3. The laser cutting device for flexible circuit boards (FPCs) for new energy batteries as described in claim 2, characterized in that: It also includes a first slide rail (61), and the laser processing mechanism (4) further includes a first sliding joint (44), a second sliding joint (45), and a lifting cylinder (46), wherein, The first slide rail (61) is disposed on the processing table (1) and extends along the length of the processing table (1); The first sliding seat (44) is slidably disposed on the first slide rail (61) and slides along the length of the processing table (1). The ion air knife (42) is disposed on the first sliding seat (44). The second sliding seat (45) is slidably disposed on the first sliding seat (44) and slides in the width direction of the processing table (1); A lifting cylinder (46) is mounted on the second sliding seat (45), and the output end of the lifting cylinder (46) extends and retracts in the height direction of the processing table (1). The laser (41) and the positioning camera (43) are both mounted on the output end of the lifting cylinder (46).
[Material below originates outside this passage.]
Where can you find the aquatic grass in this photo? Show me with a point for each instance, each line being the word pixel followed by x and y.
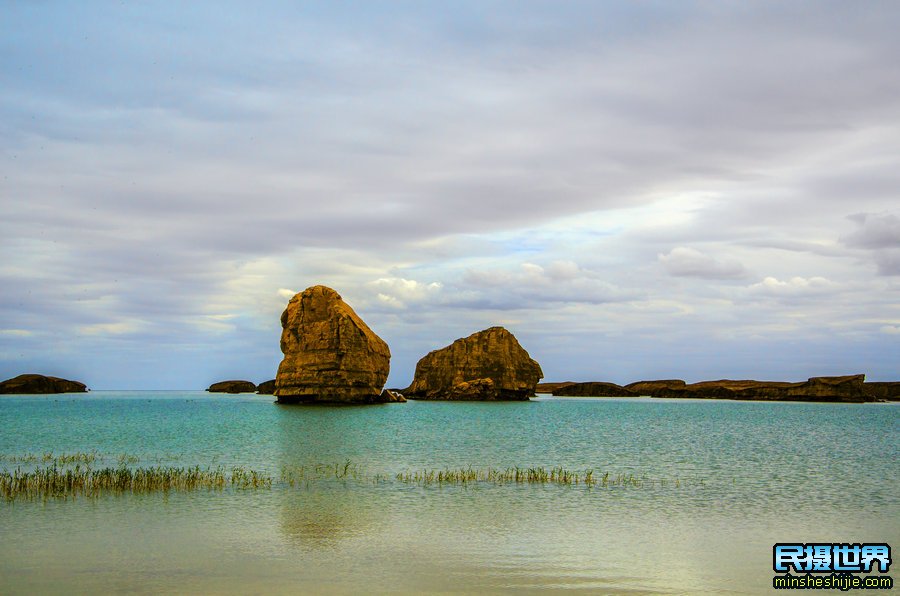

4. The laser cutting device for flexible circuit boards (FPCs) for new energy batteries as described in claim 3, characterized in that: It also includes a cutting component (71), and the laser processing mechanism (4) further includes a traction gripper (47), wherein, A cutting component (71) is provided at the feeding conveyor component (31) for cutting FPC rolls (10). A traction gripper (47) is provided on the first sliding seat (44) for pulling the FPC roll (10) cut by the cutting component (71).

5. The laser cutting device for flexible circuit boards (FPCs) for new energy batteries as described in claim 3, characterized in that: The laser processing mechanism (4) also includes a laser dust collection hood (48) and a small waste dust collection hood (49), wherein, A laser dust collection cover (48) is provided on the second sliding base (45) and located below the laser (41). The laser dust collection cover (48) has a processing through hole (481) for the laser to pass through, and a dust collection hole (482) is provided on the inner side of the processing through hole (481). The laser dust collection cover (48) is used to adsorb micro dust. A small waste dust collection hood (49) is set on the first sliding seat (44) and located on the side of the processing table (1) near the discharge conveying component (32) of the ion air knife (42) in the length direction of the processing table (1). The small waste dust collection hood (49) is used to adsorb micro dust.

6. The laser cutting device for flexible circuit boards (FPCs) for new energy batteries as described in claim 1, characterized in that: The material handling mechanism (5) also includes assembly bolts (54), wherein, The mounting side frame (52) has a waist-shaped hole (521). The negative pressure suction cup (53) passes through the waist-shaped hole (521) and moves in the width direction of the processing table (1). The mounting bolt (54) is used to position the negative pressure suction cup (53) relative to the waist-shaped hole (521).

7. The laser cutting device for flexible circuit boards (FPCs) for new energy batteries as described in claim 1, characterized in that: It also includes a feeding roller (72) and a limiting frame (73), wherein, Two feed rollers (72) are rotatably mounted at the feed conveyor (31), and the FPC roll (10) passes over the bottom and top of the two feed rollers (72) respectively; A limiting frame (73) is provided on the side of the feeding roller (72) away from the feeding conveying component (31), and the limiting frame (73) is provided with a limiting hole (731) for the FPC roll (10) to pass through.